ABCAUS Case Law Citation:
4712 (2025) (08) abcaus.in ITAT
In the instant case, the assessee had challenged the order passed by the CIT(A) in confirming the rejection by CPC Bengaluru of the claim made by the assessee u/s 80P of the Income Tax Act, 1961 (the Act)
The appellant assessee was a co-operative society engaged in business of trading in fertilizers and pesticides to its members. The assessee, while filing return of income for AY 2018-19 claimed exemption under section 80P(2)(iv). During the processing of return by CPC Bengaluru under section 143(1), the said claim was duly rejected for violation of Section 80AC of the Act.

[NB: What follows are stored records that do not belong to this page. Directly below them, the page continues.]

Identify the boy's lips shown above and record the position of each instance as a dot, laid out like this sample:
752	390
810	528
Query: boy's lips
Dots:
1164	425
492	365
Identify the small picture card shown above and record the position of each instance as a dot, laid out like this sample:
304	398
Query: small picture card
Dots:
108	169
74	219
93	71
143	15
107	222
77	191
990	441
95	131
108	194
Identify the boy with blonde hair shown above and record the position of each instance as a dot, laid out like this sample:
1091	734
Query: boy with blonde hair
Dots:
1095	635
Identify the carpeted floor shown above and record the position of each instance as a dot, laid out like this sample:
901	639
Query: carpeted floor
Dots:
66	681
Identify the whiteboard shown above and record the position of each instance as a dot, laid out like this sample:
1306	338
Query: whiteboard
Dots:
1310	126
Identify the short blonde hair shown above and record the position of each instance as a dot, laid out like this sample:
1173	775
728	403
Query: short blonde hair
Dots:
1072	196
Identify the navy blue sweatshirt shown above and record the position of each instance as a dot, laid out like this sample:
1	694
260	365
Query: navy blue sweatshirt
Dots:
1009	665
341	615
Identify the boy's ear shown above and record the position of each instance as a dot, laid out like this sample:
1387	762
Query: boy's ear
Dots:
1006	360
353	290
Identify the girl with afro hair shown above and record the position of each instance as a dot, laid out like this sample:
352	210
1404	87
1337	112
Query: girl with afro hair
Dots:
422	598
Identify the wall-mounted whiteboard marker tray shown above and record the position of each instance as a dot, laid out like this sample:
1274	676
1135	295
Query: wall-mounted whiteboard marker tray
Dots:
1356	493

The Assessee had filed the return of income with delay of 43 days. The return u/s 139 was due on 30th September but was filed in the month of November.
The Tribunal observed that after the amendment made by the Finance Act, 2018 w.e.f 01/04/2018 related A.Y. 2018–19 onwards, section 80AC provided that no deduction under any provision of Chapter VIA under the heading C.—Deductions in respect of certain incomes” shall be allowed, unless: The return of income is furnished on or before the due date specified under section 139(1).

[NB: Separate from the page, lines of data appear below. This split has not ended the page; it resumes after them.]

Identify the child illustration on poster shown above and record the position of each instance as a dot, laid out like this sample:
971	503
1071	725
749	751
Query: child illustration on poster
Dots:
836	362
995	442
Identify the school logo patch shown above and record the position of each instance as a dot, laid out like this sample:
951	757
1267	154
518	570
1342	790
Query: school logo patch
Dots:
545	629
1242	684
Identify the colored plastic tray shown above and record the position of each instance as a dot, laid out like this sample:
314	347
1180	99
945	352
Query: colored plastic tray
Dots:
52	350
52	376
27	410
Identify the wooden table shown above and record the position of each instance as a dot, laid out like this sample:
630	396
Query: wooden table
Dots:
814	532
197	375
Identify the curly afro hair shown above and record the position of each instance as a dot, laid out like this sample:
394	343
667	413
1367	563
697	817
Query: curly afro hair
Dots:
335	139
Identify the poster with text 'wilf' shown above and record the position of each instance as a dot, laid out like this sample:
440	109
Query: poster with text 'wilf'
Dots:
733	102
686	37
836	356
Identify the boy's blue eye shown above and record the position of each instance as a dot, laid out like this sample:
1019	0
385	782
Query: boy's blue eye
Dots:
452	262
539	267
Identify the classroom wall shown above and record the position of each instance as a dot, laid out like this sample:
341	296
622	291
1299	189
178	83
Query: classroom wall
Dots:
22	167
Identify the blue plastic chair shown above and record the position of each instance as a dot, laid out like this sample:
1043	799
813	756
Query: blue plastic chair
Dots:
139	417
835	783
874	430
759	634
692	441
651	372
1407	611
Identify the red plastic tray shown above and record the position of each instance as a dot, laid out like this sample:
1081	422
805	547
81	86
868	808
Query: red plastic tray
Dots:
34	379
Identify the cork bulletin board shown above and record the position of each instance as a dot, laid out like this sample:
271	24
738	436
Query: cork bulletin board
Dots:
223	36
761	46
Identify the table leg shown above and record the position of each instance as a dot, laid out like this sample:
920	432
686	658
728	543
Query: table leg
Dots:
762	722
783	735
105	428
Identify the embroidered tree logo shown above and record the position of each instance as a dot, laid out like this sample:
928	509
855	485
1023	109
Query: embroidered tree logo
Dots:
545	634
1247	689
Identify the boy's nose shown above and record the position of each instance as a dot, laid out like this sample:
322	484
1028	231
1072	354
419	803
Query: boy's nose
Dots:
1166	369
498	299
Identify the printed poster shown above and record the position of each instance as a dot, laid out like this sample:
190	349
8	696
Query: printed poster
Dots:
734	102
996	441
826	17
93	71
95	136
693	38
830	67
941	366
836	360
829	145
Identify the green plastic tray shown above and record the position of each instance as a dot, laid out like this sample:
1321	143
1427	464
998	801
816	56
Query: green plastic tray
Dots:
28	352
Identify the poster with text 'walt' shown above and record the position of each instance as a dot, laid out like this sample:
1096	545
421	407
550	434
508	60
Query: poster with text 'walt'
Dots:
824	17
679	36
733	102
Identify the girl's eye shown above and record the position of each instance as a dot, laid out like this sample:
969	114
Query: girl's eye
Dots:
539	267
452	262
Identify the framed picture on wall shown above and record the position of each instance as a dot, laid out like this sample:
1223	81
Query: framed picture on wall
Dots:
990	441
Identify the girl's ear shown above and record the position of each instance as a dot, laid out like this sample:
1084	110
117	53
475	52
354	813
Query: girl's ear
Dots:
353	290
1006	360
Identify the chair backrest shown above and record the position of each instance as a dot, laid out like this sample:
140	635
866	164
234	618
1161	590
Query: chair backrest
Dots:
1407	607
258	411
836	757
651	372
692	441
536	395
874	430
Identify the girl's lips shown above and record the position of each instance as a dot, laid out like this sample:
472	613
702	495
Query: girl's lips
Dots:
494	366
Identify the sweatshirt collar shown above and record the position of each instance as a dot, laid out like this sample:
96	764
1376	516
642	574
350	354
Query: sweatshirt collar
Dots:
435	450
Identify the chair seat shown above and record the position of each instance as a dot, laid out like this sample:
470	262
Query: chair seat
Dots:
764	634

The Tribunal further observed that the CPC during processing of return u/s 143(1) of Act rejected the claim made by the assessee U/s 80P of the Act and added back the surplus income.
The Tribunal further noted that for the relevant Assessment Year the section 143(1)(a) provided for certain adjustments can be made, such as arithmetical errors, incorrect claims, disallowance of loss set-off against late return, etc. But the CPC adjusted the said amount U/s 143(1)(a) of the Act by disallowing the claim of deduction U/s 80P of the Act by violation of Section 80AC of the Act.
The Tribunal noted that the Lucknow Bench of the ITAT had allowed the claim under section 80AC of the Act observing that disallowance for deductions claimed under Chapter VIA was incorporated in the adjustments by the amendment made to section 143(1)(a) by the Finance Act 2021 w.e.f. 01.04.2021. However such adjustments under Chapter VI-A was not permissible under Section 143(1) of the Act in response of assessment years prior to A.Y. 2021-22.
The Tribunal held that the claim of deduction U/s 80P was duly rejected for contravening provision u/s 80AC of Act. But for the relevant Assessment Year, the CPC was not empowerd to adjust the said claim u/s 143(1)(a) of the Act. Following the order of the ITAT Lucknow Bench the Tribunal held that the adjustment made by the CPC was unjustified.
Accordingly, the impugned appellate order was set aside and the addition was quashed.